To check the predictor value of beneficial improvement after the bariatric surgery, we investigated the correlation between the perioperative mitochondrial markers with the biochemical changes 3 months after surgery. Nevertheless, there were no correlation between the levels of TG with the mitochondrial-related genes; however, it was a negative correlation with FUNDC protein expression. Analyzing the protein abundance in HTG group depending on their improvement in TG levels, we found lower TOMM20 abundance in VAT of those individual with no HTG improvement. TOMM20 was also lower in the adipose tissue of obese individuals by other authors (37), but its abundance under HTG condition was never investigated before. Besides, TOMM20, tPARKIN2, and PINK1 was corroborated as a predictor of hypertriglyceridemia improvement by the lineal regression analysis. Therefore, our result suggests a reduction in mitochondria number following the previous results in mtDNA, where we also showed a decrease in its expression. The increasing of PINK1 and tPARKIN in VAT of non-IMP HTG group corroborate the increase in mitophagy. The increase in mitophagy of patients who did not improve HTG after bariatric surgery could be explained as a compensatory effect of mitochondrial failure because PARKIN-PINK1-pathway has been shown as an important player in different animal models for preventing metabolic disorders through mitophagy activation (41, 42). On the other hand, different studies showed how a mitochondrial impairment increase TG levels (43, 44) so that might shift the question toward the level of mitochondrial failure and its relationship with obesity.
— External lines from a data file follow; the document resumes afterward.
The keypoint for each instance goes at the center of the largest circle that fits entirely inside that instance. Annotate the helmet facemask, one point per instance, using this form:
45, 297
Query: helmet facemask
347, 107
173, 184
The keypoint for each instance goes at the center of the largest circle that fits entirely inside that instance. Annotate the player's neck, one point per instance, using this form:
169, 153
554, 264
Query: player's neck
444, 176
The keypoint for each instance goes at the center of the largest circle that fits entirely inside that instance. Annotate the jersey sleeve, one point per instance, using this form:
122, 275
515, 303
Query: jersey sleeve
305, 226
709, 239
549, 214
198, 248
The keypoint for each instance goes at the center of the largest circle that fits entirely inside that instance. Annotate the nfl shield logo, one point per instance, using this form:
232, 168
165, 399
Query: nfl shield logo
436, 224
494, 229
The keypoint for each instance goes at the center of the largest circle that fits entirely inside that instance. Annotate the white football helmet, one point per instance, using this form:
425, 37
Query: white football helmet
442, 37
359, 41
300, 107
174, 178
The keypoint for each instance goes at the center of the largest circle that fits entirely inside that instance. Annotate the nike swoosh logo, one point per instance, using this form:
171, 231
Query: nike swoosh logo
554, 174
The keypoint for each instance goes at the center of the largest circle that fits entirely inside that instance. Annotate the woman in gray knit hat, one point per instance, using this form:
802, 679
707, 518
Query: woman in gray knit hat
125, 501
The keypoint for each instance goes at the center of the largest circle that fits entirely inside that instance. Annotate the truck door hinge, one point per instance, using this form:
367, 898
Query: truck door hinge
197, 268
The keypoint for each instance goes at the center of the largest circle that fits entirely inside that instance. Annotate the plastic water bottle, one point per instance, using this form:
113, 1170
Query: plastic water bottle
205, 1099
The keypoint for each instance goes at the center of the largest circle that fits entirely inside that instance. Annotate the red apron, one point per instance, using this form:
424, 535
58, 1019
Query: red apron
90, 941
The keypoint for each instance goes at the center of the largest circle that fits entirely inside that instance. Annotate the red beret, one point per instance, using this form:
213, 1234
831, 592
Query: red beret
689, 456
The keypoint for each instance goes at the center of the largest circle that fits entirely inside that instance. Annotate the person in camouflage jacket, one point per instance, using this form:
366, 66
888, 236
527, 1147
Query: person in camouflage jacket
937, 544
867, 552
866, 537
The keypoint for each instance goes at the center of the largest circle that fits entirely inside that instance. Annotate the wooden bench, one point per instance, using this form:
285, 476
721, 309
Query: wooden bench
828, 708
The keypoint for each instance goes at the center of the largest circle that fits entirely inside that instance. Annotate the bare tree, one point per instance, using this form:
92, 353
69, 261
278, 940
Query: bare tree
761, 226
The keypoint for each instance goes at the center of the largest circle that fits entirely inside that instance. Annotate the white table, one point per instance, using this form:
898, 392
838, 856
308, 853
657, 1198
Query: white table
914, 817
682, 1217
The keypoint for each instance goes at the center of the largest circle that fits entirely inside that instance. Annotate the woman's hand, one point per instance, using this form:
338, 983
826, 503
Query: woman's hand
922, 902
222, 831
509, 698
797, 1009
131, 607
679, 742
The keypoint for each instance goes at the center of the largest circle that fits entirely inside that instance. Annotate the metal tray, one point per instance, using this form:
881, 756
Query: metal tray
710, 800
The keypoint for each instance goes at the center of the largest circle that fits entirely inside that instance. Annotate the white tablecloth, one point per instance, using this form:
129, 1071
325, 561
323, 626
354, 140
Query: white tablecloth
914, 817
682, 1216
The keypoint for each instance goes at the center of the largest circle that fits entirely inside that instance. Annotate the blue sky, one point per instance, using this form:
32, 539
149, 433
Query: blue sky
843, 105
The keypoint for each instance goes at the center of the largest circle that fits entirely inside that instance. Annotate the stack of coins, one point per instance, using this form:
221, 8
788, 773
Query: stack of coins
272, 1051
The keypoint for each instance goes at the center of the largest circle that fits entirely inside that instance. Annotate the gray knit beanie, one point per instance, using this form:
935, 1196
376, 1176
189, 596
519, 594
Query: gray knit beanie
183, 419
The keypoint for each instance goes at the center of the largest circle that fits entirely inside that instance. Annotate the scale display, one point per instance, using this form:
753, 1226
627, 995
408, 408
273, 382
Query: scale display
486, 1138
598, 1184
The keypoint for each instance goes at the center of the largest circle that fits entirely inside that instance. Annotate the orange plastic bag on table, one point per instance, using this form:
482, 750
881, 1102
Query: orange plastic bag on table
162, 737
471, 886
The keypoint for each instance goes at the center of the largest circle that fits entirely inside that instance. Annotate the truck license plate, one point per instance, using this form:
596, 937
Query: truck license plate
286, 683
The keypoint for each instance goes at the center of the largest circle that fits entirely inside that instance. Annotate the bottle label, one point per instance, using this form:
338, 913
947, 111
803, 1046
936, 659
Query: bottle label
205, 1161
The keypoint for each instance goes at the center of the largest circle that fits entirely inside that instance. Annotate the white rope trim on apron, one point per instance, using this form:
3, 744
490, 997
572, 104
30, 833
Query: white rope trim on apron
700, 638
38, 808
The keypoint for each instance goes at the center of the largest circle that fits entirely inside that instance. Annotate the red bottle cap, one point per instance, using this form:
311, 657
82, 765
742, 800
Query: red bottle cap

Thus, it seems that HTG causes mitochondrial fitness impairment and that the effect of bariatric surgery on the improvement of TG levels could be related to the basal mitochondrial fitness of each person. Unfortunately, these adipose samples were unavailable. Further studies would be needed to understand if there is a dysfunctional mitophagy process in those individuals who did not improve their TG levels after the surgery or in the contrary, the mitophagy was effective but without a mitochondrial turnover. Therefore, analyzing mitochondrial fitness after the surgery in those individuals would shed light on this issue.

Conclusions

Mitochondrial fitness of adipose tissue is altered in hypertriglyceridemic obese patients. Protein level, mitochondria content, and mitophagy are potential markers of hypertriglyceridemia remission in obese patients after bariatric surgery. Hence, our results may contribute to the implementation of a clinical approach for a personalized medicine of obesity and hypertriglyceridemia.